The Barbie Doll was and is one of the most popular and well-known toys of our generation.
I am very confident that if you asked an individual that was alive during the 1990’s, they have played with or at least heard of the Barbie Doll. Now, although the brand expanded later expanded their products to include more and different dolls, it all originated with one specific doll: Barbie. Barbie is the figurehead of the American toy-company Mattel, Inc. Barbie is modeled as a tall, blonde, and blue-eyed girl. Barbie has a flawless complexion and permanent makeup. This doll is almost clearly representative of an “ideal woman” through what I consider the “male gaze.” The features of the doll have been measured in terms of actual human body dimensions and have been proven to be most likely impossible to obtain. Her weight would be 35lbs underweight for her 5’9 height and her waist being at 18 inches would not be able to hold up her body. The “human Barbie” would most likely not be able to menstruate due to lack of fat percentage. These comparisons in dimensions allow us to see the fault in our societal idea of beauty.
Along with portraying an unrealistic and unattainable body image and appearance for kids that are using this doll, this doll is actually very sexualized. She obtains an almost impossibly small waist with very large breasts and has stick thin legs with a plump butt. In this way, I feel that the doll that represents a female has been influenced by the objectification of females. Barbie’s accessories predominantly assist her appearance or luxuries: her shoes, clothes, cars, and house. She also is most often linked to having a job as a flight attendant, which is a more female oriented profession.

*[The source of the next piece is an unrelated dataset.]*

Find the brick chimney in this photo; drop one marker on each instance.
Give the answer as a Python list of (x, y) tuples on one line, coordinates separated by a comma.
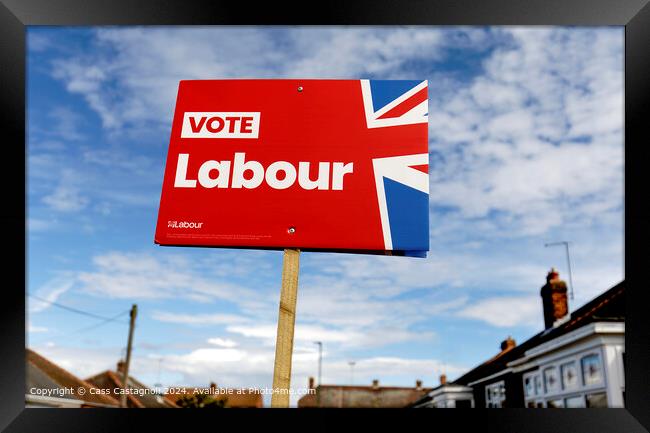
[(554, 299), (508, 343)]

Not only does the configuration of this doll relate to the idea of objectification of and idealistic female, it also suggests hetero normativity. The creation of Ken along with Barbie was based on this and Ken is labeled directly as Barbie’s boyfriend. Ken is also created as a white male with a chiseled body and full hair and is another replication of American beauty. Barbie and Ken have a relationship that seems quite consistent with social norms in this country. Barbie provides beauty, a “perfect” body and great clothes and Ken values that from Barbie.
However, what I find to be the most comical of this, is the “news” that was announced in February of 2004 by Mattel, Inc. The company announced that Barbie and Ken had split up and the two “feel it’s time to spend some quality time – apart…Like other celebrity couples, their Hollywood romance has come to an end”. The vice president of the toy company also indicated that the duo would “remain friends” and hinted that the separation might be “partially due to Ken’s reluctance to getting married.” I found this statement entirely comical in how blatantly it aligns with sex and our society. It is stereotypically the woman that wants to “tie the man down” and wants to marry him. Stereotypically, the man does not want to commit and is more interested in sex rather than the relationship. Along with heteronormativity and other stereotypes these dolls address, they address issues with gender. These two “perfect” dolls are heterosexual and in a relationship, and the woman is portrayed is almost inferior to Ken because of how objectified and sexualized she is and also in the terms that she wants Ken to commit to her but he is “not interested” in her either that much or in that way. This reinforces the gender dominance of males over females and once again, continues to exemplify the emphasis on stereotypes within our society and our society’s idealistic views on a man and woman.